Tras elegir habitación, dejar los trastos
y desayunar, salimos para pasar la mañana por la Alhambra y el Generalife, en
una visita guiada que nos dejó extenuados y la tarde en unos baños árabes donde
no nos dejaron bañarnos ni cosa parecida.
Cuando nos soltaron, libres por la
hermosa ciudad, constituíamos una pandilla de espectros extenuados: al
agotamiento se sumaba el inesperado y fuerte calor y decidimos meternos en un
cine refrigerado, donde vi la cabecera y los primeros fotogramas de “¿Por qué
te engaña tu marido?” Antes de quedarme como un leño, abrir un párpado para
deambular hacia la cena y volver a caer roque en uno de los tres catres que
atestaban una habitación minúscula, de paredes encaladas, con vigas marrones
que veteaban un techo blanco y tan bajo que teníamos que encogernos para no
desmocharnos la cabeza en una de ellas. Mi catre se encajaba a presión entre el
de Rivero y el de Mateo que, al día siguiente, coincidieron en que mis
ronquidos superaban el ruido de conjunto de los cuatro motores del Enola Gay,
hasta tal punto que, si hubieran volado conmigo dormido a bordo, el ruido
hubiera alertado las defensas antiaéreas de todo Japón y el holocausto nuclear
se hubiera evitado. Estas eran las fantasías habituales de Mateo.

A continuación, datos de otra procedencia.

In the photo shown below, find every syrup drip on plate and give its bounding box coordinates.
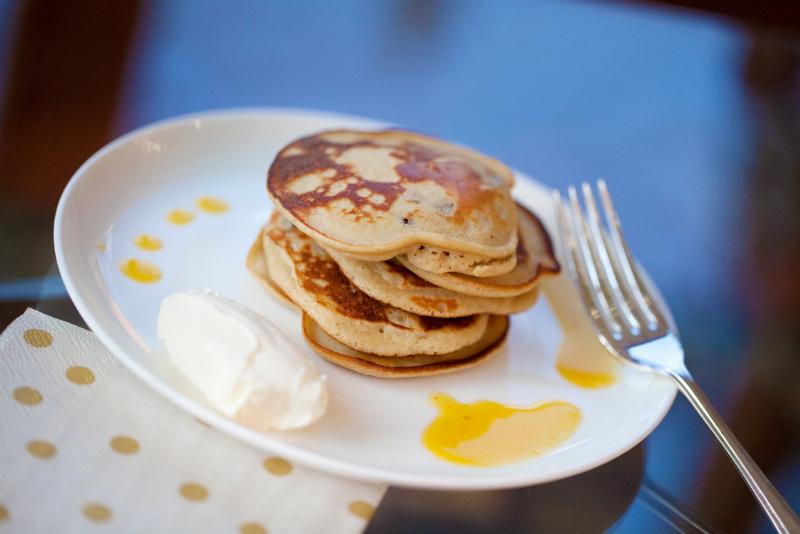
[119,259,161,284]
[422,393,582,467]
[542,274,621,389]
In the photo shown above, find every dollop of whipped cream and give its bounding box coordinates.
[158,290,328,430]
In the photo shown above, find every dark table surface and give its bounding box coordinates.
[0,0,800,532]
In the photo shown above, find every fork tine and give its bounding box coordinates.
[581,182,641,336]
[597,179,659,330]
[559,187,622,339]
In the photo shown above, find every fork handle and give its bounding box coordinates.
[669,371,800,534]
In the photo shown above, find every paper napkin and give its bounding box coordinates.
[0,310,386,534]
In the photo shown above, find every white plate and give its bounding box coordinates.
[55,109,675,489]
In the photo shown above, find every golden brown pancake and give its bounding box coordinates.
[264,213,488,356]
[267,130,517,261]
[397,204,561,298]
[303,313,509,378]
[327,249,538,317]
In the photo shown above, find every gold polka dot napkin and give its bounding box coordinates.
[0,310,386,534]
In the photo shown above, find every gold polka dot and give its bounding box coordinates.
[67,365,94,386]
[22,328,53,349]
[180,482,208,501]
[13,387,43,406]
[239,523,267,534]
[25,439,56,460]
[111,436,139,454]
[264,456,292,476]
[83,502,111,523]
[347,501,375,521]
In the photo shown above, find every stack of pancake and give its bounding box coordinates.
[247,130,559,377]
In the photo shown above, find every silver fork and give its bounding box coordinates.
[553,180,800,533]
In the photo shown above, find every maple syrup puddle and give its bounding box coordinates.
[556,362,617,389]
[133,234,163,252]
[195,197,230,215]
[167,209,194,226]
[119,259,161,284]
[422,393,582,467]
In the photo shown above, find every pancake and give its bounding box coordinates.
[263,213,489,356]
[406,245,517,277]
[267,130,517,269]
[328,249,538,317]
[303,313,509,378]
[397,204,561,298]
[245,229,297,308]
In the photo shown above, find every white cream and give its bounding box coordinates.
[158,290,328,430]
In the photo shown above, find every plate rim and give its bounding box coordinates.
[53,107,677,491]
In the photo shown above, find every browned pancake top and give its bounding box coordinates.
[268,131,504,222]
[267,130,517,260]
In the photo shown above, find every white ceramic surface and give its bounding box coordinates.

Aposento en La Alhambra (Mateo, lápices de colores) |
La cosa fue razonablemente bien, hasta
llegar a Sevilla, el día 21 a media mañana. Como de costumbre, habíamos
madrugado más que el gallo de Mindanao y, como de costumbre, apenas habíamos
pegado ojo. Serían las dos o las tres cuando nos retiramos al hostal, cansados
de deambular por las calles ya semidesiertas y algo achispados.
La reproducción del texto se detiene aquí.